The opening vignettes demonstrate that the climate change crisis is taking a toll on people's mental health. Uncertainty, unpredictability, and uncontrollability are three fundamental characteristics of climate change. Recent reviews have shown that the negative impacts of climate change are complex, manifest cognitively, emotionally, and physically and affect behaviours, relationships, and overall well- being. One such manifestation is anxiety related to the ongoing anthropogenic climate change or ecological doom, referred to as eco-anxiety.
The condition overlaps with other mental health disorders in the form of negative, and automatic reactions to a felt threat. However, most empirical studies on eco- anxiety to date surveyed the low-risk groups with smaller and unrepresentative samples.
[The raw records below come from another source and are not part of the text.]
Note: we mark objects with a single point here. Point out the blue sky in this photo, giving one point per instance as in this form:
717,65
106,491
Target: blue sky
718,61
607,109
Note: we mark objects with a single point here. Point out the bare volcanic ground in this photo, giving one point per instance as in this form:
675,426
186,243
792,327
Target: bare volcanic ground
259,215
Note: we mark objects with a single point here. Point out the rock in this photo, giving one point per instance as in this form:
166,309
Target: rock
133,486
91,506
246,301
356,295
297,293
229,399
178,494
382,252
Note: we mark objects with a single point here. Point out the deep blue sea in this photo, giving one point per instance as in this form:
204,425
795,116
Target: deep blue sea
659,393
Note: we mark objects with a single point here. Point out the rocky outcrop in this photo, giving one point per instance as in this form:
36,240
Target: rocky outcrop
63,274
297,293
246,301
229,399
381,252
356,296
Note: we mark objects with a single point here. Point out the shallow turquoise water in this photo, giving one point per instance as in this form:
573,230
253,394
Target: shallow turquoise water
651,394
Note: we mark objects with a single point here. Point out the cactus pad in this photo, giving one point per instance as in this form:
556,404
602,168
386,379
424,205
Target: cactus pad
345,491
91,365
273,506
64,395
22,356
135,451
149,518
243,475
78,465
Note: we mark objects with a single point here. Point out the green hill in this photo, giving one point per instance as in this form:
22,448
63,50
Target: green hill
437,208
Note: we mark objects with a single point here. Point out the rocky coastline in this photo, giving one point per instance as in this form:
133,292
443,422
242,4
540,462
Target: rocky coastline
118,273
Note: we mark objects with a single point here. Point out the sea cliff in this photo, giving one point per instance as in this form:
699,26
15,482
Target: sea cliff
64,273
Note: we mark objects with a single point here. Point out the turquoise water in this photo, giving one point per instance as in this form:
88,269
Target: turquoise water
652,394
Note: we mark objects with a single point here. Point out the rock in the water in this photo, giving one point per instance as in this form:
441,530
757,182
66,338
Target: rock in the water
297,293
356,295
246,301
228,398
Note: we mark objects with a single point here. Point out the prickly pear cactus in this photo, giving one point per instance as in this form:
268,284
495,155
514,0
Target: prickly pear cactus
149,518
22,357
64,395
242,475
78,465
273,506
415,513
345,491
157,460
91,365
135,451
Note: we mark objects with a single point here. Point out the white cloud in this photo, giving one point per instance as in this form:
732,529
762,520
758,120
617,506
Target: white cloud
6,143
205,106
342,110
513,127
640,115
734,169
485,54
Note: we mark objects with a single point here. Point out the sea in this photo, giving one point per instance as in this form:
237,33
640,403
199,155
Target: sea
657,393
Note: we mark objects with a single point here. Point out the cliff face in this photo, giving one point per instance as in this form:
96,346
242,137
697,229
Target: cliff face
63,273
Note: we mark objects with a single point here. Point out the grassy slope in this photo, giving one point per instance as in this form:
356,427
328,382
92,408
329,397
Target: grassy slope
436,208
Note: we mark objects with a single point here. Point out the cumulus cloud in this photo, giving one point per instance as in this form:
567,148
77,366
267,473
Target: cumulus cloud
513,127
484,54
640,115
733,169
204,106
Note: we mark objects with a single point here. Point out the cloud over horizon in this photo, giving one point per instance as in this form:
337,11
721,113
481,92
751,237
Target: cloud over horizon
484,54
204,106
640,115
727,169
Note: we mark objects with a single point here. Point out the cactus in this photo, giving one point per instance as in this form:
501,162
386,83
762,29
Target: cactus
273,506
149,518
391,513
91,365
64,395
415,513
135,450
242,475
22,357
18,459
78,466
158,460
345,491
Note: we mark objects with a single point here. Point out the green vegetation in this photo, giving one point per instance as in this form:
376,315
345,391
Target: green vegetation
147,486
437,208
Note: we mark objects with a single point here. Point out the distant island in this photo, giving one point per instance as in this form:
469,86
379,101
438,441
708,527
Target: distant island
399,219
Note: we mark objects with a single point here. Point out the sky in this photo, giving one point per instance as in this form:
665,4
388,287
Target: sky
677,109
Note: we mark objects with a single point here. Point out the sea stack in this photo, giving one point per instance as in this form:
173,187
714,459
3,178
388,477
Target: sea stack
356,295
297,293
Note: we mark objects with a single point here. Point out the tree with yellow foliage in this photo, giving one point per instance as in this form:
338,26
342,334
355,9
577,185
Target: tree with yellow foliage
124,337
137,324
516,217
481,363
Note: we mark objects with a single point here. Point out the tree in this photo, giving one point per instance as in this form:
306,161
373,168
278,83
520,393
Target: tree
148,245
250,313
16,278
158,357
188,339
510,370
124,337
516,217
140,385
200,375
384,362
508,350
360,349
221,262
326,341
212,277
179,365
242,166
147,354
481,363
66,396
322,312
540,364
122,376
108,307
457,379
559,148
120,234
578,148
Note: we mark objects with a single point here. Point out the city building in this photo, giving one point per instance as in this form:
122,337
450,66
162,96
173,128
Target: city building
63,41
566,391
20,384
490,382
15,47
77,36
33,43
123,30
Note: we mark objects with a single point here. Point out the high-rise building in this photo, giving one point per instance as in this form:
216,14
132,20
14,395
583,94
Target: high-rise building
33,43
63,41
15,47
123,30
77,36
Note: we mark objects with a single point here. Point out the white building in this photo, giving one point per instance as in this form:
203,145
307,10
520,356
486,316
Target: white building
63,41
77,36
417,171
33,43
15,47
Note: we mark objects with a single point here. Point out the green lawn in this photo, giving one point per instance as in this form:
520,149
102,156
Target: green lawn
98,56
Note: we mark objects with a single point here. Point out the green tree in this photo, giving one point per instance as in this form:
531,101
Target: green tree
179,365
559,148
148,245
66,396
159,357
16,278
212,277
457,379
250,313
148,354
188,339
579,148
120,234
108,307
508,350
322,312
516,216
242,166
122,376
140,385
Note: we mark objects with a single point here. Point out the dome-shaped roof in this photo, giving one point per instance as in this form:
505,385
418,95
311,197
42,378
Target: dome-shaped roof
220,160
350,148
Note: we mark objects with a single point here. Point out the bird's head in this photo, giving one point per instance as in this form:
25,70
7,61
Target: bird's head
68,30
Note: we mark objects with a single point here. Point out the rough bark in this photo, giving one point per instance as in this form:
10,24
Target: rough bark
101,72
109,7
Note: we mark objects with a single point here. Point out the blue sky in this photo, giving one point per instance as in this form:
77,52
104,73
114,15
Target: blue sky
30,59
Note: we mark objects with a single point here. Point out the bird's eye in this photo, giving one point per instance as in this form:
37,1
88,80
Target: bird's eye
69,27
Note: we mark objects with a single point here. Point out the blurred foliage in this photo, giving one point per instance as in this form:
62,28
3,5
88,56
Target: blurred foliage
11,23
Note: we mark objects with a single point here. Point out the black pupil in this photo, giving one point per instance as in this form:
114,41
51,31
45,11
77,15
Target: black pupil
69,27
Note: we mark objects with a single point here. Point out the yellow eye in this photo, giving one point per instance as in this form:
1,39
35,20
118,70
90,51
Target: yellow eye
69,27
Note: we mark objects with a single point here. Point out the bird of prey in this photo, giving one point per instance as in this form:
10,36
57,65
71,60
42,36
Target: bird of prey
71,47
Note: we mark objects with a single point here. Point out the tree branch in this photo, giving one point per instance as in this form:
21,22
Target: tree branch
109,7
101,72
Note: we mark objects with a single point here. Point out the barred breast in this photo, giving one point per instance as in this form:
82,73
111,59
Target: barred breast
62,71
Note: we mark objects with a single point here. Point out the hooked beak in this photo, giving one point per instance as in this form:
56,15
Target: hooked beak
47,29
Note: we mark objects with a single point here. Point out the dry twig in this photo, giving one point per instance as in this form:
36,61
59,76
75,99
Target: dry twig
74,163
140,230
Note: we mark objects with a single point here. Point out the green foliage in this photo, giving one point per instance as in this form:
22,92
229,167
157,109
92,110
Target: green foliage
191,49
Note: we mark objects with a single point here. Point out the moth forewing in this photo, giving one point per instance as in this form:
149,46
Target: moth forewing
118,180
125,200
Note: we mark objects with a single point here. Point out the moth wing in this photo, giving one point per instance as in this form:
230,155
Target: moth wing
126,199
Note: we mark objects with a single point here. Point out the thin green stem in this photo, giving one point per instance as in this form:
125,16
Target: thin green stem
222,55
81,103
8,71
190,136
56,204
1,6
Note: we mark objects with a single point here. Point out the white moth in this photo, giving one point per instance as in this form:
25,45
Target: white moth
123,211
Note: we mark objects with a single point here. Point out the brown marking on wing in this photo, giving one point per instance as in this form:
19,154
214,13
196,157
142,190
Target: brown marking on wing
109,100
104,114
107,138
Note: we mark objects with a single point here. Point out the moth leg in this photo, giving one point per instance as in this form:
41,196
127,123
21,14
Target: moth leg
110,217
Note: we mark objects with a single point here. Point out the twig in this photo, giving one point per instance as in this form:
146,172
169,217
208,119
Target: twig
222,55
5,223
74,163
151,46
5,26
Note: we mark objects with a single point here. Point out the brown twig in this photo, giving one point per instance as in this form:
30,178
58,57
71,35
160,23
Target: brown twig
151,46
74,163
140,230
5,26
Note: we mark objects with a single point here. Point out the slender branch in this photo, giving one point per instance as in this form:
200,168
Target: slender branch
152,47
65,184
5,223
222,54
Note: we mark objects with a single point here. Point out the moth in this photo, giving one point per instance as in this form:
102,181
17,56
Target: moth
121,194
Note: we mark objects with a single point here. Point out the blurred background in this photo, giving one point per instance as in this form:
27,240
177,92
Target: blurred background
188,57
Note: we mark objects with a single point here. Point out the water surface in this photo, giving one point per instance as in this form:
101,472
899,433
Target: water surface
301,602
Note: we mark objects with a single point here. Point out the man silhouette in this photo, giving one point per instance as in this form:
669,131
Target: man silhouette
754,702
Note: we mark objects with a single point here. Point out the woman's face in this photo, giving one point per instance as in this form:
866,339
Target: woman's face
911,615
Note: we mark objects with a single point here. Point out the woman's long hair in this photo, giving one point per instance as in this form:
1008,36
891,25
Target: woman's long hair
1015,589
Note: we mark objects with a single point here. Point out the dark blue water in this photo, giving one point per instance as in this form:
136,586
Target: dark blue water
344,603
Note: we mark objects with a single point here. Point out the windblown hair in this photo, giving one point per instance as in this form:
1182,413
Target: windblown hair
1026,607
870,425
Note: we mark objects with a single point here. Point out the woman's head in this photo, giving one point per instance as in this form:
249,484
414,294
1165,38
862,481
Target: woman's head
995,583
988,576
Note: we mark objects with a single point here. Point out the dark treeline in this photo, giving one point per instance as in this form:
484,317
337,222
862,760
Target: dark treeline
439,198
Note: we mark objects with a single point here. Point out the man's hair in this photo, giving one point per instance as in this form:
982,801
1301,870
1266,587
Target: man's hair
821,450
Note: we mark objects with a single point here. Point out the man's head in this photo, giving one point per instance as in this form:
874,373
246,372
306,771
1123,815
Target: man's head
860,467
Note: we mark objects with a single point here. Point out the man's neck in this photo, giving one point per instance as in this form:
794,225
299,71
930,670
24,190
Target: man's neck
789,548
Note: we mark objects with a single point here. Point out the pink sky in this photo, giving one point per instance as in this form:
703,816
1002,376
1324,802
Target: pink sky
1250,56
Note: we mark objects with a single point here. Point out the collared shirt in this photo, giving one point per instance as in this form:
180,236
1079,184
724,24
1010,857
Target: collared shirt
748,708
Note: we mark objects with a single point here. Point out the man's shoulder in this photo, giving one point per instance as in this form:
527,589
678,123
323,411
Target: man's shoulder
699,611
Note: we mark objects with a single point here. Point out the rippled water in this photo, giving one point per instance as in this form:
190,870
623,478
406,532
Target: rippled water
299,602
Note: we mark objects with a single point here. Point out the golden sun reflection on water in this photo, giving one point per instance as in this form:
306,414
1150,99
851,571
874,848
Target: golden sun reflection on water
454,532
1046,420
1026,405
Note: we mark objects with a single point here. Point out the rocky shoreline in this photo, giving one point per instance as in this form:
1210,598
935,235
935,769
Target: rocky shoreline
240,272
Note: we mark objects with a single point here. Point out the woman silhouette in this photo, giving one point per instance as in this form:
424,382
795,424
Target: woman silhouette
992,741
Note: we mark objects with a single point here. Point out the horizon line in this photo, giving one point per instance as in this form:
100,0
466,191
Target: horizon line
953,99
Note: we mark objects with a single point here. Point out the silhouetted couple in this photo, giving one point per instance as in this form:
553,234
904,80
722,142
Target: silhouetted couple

Rigorous research is needed to more completely understand it, clarify its distinct characteristics and contextual factors, and articulate its relationship with other mental health conditions.
Experiences of eco-anxiety often include dystopian thoughts and apocalyptic perceptions about the future, negative and sometimes intense emotions such as fear, anger, guild, grief, and despair, as well as behavioural manifestations such as insomnia and panic attacks. Causes and triggers of eco-anxiety vary from direct exposure to traumatic extreme weather events like floods, hurricanes, and wildfires to maladaptation to long-term environmental changes like land loss, water scarcity, and pollution. It can also manifest in individuals without direct experience of climate change, simply from the awareness of the potential existential threat it presents.
Health professionals are improving ways to communicate climate concerns. Their voices are imperative for climate change communication and transformation. However, the urgency and complexity of ecological and climate crisis demand an interdisciplinary approach. Other disciplines can help advance these efforts by providing opportunities for innovative thinking and practice, such as with a sociological perspective regarding structures and connections in society; a political scientific approach to tension, conflict, and social movement; and communication strategies for patient-provider interaction, social support, community outreach, and public engagement.
Media coverage of ecological crisis can evoke eco-anxiety. Current messages about climate change are overwhelmingly negative, both linguistically and visually, contributing to a sense of doom and gloom. Hope is central to humanity's survival and flourishing. Yet some caution that hope alone is not a panacea.